If you don't vote, you can't complain

So of course I was out early this morning to cast my vote. I can't imagine not complaining.

One thing I won't complain about is the end of the political attack ads.

Here in True Blue Chicago we haven't been subjected to very many presidential ads at all -- but, don't worry, we've had more than our share of campaign sliminess.

This is how dumb our home-grown Republicans are: Two years ago, they won a majority of Illinois' seats in Congress and they thought they'd done something. But they didn't win the Illinois House, the Illinois Senate or defeat the fourth Democratic vote on the Illinois Supreme Court (the one seat that was on the retention ballot). That meant that Republicans had exactly no say in the redistricting process -- and all of Illinois' Congressional districts were redrawn to erase the Republicans' gains in Congress.

(And, for my money, it was stupid to go after Justice Kilbride in the first place. He was guilty of no sin of omission or commission except for the original sin of being elected as a Democrat from an area that typically elected Republicans. And without Republican control of at least one house of the Legislature, erasing a 4-3 Democratic majority on the Illinois Supreme Court would have been meaningless. Probably. It might have curbed some of the more wretched excesses of the Democratic map-makers. Maybe.)

The lines were going to be redrawn anyway: Illinois lost a seat in Congress because of the 2010 Census results. But because the Democrats kept control of the Legislature, they kept control of the map-making -- and, accordingly, Chicago's loss of something like 200,000 people didn't hurt the Democrats one little bit. One Republican incumbent was eliminated in the Primary.

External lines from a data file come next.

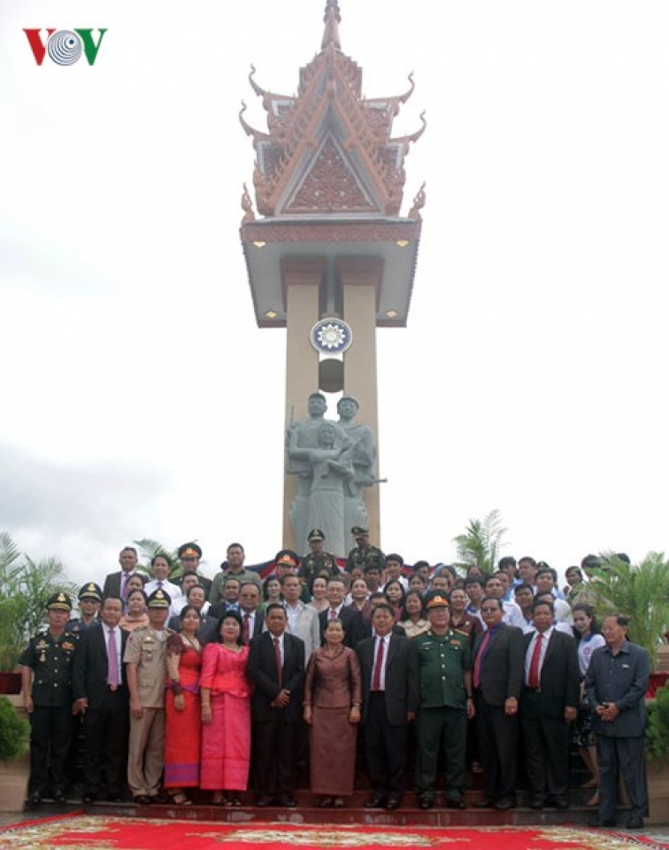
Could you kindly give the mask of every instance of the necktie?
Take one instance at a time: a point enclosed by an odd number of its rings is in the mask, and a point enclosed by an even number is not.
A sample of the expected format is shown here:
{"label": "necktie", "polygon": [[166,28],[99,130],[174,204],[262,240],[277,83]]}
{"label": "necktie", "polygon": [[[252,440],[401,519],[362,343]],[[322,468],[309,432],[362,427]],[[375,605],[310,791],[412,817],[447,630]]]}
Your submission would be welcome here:
{"label": "necktie", "polygon": [[483,638],[479,648],[479,654],[476,656],[476,661],[474,661],[474,676],[473,676],[473,685],[475,688],[478,688],[481,684],[481,667],[483,663],[483,659],[485,654],[488,652],[488,645],[490,643],[490,630],[488,629],[486,632],[486,637]]}
{"label": "necktie", "polygon": [[276,655],[276,669],[279,673],[279,687],[281,687],[283,664],[281,663],[281,642],[278,638],[274,638],[274,655]]}
{"label": "necktie", "polygon": [[376,650],[376,661],[374,662],[374,672],[372,676],[372,690],[381,691],[381,674],[383,669],[383,645],[385,641],[379,638],[379,648]]}
{"label": "necktie", "polygon": [[107,641],[107,684],[112,691],[119,687],[119,658],[116,654],[116,635],[113,629],[109,630]]}
{"label": "necktie", "polygon": [[542,638],[543,635],[541,632],[537,632],[536,640],[534,641],[534,648],[532,650],[532,658],[530,659],[530,668],[529,673],[527,674],[527,687],[528,688],[538,688],[540,684],[539,677],[539,661],[542,657]]}

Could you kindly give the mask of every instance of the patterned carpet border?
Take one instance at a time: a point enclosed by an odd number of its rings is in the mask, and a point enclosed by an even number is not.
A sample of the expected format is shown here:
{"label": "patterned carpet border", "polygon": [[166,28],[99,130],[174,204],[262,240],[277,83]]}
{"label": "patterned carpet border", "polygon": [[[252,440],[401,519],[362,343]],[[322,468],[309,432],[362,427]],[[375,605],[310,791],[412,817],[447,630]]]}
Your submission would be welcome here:
{"label": "patterned carpet border", "polygon": [[[665,836],[662,836],[664,838]],[[669,836],[667,836],[669,838]],[[569,826],[374,827],[66,815],[0,829],[0,850],[666,850],[644,835]]]}

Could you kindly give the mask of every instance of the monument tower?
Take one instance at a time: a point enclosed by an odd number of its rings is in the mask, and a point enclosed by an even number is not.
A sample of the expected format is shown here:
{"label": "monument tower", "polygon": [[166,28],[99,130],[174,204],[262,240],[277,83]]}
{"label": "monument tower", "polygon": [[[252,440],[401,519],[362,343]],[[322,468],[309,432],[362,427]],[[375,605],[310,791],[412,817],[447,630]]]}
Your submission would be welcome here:
{"label": "monument tower", "polygon": [[[327,0],[324,21],[320,51],[300,70],[296,95],[266,91],[251,69],[267,130],[250,127],[242,108],[256,152],[258,215],[244,187],[242,244],[258,327],[287,328],[287,429],[304,418],[310,395],[343,392],[358,401],[358,421],[378,445],[376,328],[406,325],[425,197],[421,189],[401,216],[404,158],[425,121],[412,135],[391,137],[411,77],[404,94],[363,97],[362,70],[342,50],[337,0]],[[334,407],[330,401],[327,418]],[[300,491],[300,462],[287,460],[283,545],[303,553],[304,528],[296,532],[290,518],[296,500],[309,498]],[[379,488],[368,473],[359,489],[378,543]],[[348,511],[344,526],[350,519]],[[349,532],[342,529],[340,548],[350,545]],[[329,540],[326,546],[346,554]]]}

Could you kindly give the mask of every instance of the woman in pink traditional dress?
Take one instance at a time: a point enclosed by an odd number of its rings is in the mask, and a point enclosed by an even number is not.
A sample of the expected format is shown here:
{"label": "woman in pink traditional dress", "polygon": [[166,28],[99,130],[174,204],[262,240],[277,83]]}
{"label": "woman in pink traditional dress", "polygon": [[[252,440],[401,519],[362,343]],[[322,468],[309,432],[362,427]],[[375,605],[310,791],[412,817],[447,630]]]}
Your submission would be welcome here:
{"label": "woman in pink traditional dress", "polygon": [[[321,808],[341,808],[353,794],[362,681],[358,656],[343,645],[341,620],[328,620],[325,645],[311,653],[304,681],[311,792]],[[336,753],[336,755],[334,754]]]}
{"label": "woman in pink traditional dress", "polygon": [[249,647],[242,643],[242,619],[235,611],[221,617],[217,630],[219,642],[206,645],[202,662],[200,787],[213,791],[217,806],[241,806],[250,761]]}
{"label": "woman in pink traditional dress", "polygon": [[189,806],[184,788],[200,780],[200,667],[202,646],[196,637],[200,613],[187,605],[179,615],[181,630],[167,638],[165,695],[165,787],[178,806]]}

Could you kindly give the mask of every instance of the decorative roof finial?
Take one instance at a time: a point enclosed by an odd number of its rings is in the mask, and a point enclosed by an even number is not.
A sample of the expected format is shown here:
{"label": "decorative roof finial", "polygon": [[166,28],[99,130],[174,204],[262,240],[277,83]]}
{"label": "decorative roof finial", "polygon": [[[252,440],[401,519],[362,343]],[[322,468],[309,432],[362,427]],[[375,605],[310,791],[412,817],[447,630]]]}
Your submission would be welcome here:
{"label": "decorative roof finial", "polygon": [[323,41],[320,44],[321,50],[325,50],[331,45],[338,50],[341,50],[342,42],[339,40],[339,25],[342,23],[342,15],[339,12],[337,0],[327,0],[323,20],[325,21],[326,28],[323,33]]}

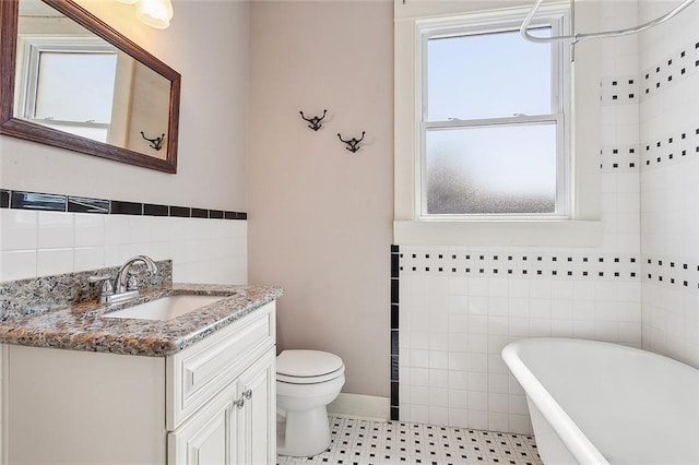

Our local attack ads focused on the mostly suburban three districts that the Democrats hoped to take from the Republicans. Strident Tea Partier Joe Walsh will almost certainly lose to Iraqi War Veteran Tammy Duckworth (she lost both her legs when her helicopter was shot down). Freshman Congressman Bob Dold is in an expensive, and dirty, battle with Brad Schneider. Republican incumbent Judy Biggert is in an equally costly, and sleazy, battle with former one-term Congressman Bill Foster. The SuperPAC money that has been vomited into this market has made all of these individuals much smaller than life.

The Democrats have tried to smear Dold and Biggert with Walsh's views, some of which are pretty far out there. But Dold and Biggert are more in keeping with the Illinois tradition of country club Republicans. Dold even has commercials airing in which he proudly proclaims his pro-abortion views -- to distinguish himself from his colleague Cong. Walsh.

Walsh's views are not his biggest problem. His biggest problem is that he has a loud mouth and he doesn't know how to shut it. Every word out of his mouth sounds angry, strident, grating and disagreeable. Even when I want to agree with him on something, I still want to smack him.

Anyway, Walsh will probably lose, and turnout will decide the fate of Dold and Biggert (Biggert being, I believe, in more danger than Dold). But -- in Illinois -- it doesn't really matter who goes to Congress. The Democrats still control the Illinois General Assembly and will tomorrow as well.

And we'll still have a huge unfunded pension liability, crumby schools, and an increasing crime rate in Chicago, all to go along with our shriveled tax base.

Great, right?

1 comment:

sari said...

Every time the phone rings, I still cringe. We were getting about ten calls a day, most pre-recorded. I won't miss them.